Evaluators of nature

 
Published: Sunday 07 June 2015

Evaluators of nature

-- Environmental economists hold the brief that the best way to put environment on the agenda of various countries is to make them realise its economic value.

Partha Dasgupta of Stanford University and Karl-Goran Maler of the Stockholm School of Economics have collaborated on an environmental economics project sponsored by the World Institute of Development Economics Research (WIDER), based in Helsinki. Dasgupta has been professor of economics at the University of Cambridge and the London School of Economics (LSE).

David Pearce, director of the LSE's London Environmental Economics Centre (LEEC), is a leading proponent of the role of economics in sustainable development. Another green economist from the centre, David Barbier, has conducted studies which show that the strategies for exploiting Brazilian and Indonesian forests have ignored the non-market value of forests. This has distorted the actual economic returns of these projects.

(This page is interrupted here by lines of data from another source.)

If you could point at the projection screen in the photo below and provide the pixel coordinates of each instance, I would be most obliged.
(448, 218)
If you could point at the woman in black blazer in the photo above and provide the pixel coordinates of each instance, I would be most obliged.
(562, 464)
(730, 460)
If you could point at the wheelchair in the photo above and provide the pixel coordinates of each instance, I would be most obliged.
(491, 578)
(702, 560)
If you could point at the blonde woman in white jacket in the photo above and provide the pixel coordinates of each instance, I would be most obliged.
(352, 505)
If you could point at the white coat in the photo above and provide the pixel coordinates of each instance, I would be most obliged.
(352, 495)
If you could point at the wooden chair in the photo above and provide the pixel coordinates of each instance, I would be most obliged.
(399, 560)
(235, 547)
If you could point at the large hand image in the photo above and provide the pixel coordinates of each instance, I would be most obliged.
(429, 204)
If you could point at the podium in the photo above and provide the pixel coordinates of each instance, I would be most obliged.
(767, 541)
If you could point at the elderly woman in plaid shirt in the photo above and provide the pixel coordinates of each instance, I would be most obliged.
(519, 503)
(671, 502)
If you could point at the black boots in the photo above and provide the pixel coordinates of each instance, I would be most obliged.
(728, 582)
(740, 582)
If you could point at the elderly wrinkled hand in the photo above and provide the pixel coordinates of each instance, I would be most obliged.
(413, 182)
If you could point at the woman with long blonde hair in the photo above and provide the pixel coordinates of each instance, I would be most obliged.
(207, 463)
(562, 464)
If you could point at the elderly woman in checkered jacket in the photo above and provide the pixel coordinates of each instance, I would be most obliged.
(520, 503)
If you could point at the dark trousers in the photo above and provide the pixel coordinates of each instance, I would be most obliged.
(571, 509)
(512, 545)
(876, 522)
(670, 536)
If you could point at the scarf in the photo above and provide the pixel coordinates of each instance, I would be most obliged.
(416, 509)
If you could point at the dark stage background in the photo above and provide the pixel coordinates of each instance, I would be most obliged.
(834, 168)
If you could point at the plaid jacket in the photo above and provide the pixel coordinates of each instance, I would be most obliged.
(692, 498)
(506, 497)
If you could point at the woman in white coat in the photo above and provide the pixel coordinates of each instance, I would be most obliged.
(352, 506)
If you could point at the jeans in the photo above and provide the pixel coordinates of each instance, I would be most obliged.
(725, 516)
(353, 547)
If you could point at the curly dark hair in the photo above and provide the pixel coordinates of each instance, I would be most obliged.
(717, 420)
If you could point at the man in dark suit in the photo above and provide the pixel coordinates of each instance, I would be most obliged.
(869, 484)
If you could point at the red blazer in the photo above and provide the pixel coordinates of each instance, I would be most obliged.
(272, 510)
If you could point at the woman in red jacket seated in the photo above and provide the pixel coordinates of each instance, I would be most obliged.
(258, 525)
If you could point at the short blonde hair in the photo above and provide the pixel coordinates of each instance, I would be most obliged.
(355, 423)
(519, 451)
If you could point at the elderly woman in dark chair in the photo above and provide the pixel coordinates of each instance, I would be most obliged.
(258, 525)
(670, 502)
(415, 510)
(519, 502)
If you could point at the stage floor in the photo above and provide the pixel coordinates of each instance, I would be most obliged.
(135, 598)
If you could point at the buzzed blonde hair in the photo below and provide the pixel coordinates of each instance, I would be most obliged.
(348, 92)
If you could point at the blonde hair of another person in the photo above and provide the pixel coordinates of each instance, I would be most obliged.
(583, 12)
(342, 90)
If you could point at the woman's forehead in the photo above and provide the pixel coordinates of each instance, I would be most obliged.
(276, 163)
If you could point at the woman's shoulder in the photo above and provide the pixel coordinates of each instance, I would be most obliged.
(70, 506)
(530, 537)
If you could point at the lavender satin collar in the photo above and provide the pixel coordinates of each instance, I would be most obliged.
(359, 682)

Robert Repetto from the World Resources Institute in Washington DC has researched the possibility of pricing natural resources. These prices considerably reduce the official growth rates of many developing countries.

Developing countries in particular have to realise the need to value their environment. In India, it is important that village commons be factored into its development plans. Equity and poverty are central to environment-friendly planning, as Kirit Parikh of the Indira Gandhi Institute of Development Research, Bombay, says.

Gopal Kadekodi and Kanchan Chopra of the Institute of Economic Growth, New Delhi, are two economists who have collaborated closely with non-government organisations, notably P R Mishra, and the work he has done in community land and watershed management, starting with the villages of Bhusadiya in Bihar and Sukhomajri in Haryana. The cost-benefit ratios show that these ecology-conscious projects generated wealth and incomes for both the local people and the government.